Seminar Abstract
Knowing the history of U.S. grand strategy–both its process and substance–is essential to the understanding of current U.S. strategic thinking. The United States has had only two grand strategies in its entire history, each one coming in two versions over time. All but one of the four versions has been very successful, enabling the United States to become and remain a great power. But today strategic thinking is in occlusion largely because of a conjunction of past U.S. strategic success and current domestic political dysfunction. The implications for the world, as well as for the U.S., are not trivial.
About the Series
The United States has arguably been the most important state in international politics since the end of World War II, and until recently both American strategy and a domestic political consensus in support of that strategy have been remarkably stable. Both the stability of the strategy and of the domestic politics underlying it are now unraveling. That process has gone through four phases: from the end of the Cold War to the September 11, 2001 attacks; from those attacks to the global financial crisis of 2008; from the global financial crisis to the November 2016 election; and from that election to the present.

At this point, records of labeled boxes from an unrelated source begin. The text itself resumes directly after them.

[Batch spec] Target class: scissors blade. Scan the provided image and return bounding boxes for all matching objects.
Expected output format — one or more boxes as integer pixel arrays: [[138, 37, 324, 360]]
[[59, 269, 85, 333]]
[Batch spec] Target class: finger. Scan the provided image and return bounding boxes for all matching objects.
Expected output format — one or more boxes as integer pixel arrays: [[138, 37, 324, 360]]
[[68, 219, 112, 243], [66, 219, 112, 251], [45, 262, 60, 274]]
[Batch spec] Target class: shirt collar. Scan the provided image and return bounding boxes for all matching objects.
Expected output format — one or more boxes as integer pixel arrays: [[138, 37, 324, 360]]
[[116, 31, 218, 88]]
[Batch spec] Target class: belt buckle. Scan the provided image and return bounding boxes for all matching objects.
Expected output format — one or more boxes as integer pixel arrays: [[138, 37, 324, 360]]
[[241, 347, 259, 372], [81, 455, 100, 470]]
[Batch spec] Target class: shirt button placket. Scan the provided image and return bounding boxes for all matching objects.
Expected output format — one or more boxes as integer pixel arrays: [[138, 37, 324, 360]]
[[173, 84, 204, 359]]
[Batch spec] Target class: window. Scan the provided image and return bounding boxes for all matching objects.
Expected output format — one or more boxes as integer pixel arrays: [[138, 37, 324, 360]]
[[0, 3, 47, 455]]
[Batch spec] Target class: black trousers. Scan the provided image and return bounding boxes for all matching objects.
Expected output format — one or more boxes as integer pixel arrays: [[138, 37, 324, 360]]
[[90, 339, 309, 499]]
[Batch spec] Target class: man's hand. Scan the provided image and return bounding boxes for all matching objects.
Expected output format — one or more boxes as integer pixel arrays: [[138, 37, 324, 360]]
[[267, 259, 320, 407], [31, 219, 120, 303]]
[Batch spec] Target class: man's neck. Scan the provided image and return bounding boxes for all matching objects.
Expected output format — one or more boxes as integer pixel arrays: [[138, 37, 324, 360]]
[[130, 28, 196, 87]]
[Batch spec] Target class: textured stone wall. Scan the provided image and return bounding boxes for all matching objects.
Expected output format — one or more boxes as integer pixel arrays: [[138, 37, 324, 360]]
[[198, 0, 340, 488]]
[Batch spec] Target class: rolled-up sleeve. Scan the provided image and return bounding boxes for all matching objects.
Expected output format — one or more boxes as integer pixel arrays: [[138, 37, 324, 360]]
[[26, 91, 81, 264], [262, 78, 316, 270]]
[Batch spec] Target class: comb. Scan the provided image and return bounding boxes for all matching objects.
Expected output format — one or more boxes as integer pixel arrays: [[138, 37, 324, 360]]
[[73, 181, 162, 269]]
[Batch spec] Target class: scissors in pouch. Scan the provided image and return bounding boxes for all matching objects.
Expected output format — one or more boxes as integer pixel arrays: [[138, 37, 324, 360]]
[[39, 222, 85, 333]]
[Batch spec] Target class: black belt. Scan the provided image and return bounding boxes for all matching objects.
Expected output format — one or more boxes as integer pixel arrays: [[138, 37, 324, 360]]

None of these phases can be understood as foreign and national security phenomena alone. The politics beneath the policies, and the social and cultural realities beneath the politics, are of a single piece. The U.S. role in the world is changing because of changes in America itself, and the implications for global norms, security, and prosperity can hardly be overstated.
About the Speaker
Dr Adam Garfinkle is on a year-long engagement at RSIS as Distinguished Visiting Fellow. Aside from being Founding Editor of The American Interest, he has served as Editor of The National Interest, as Principal Speechwriter to the U.S. Secretary of State while attached to the Policy Planning Staff of the State Department, was chief writer of the Hart-Rudman Commission reports, and has taught at several institutions of higher education including SAIS/Johns Hopkins. His PhD in International Relations is from the University of Pennsylvania.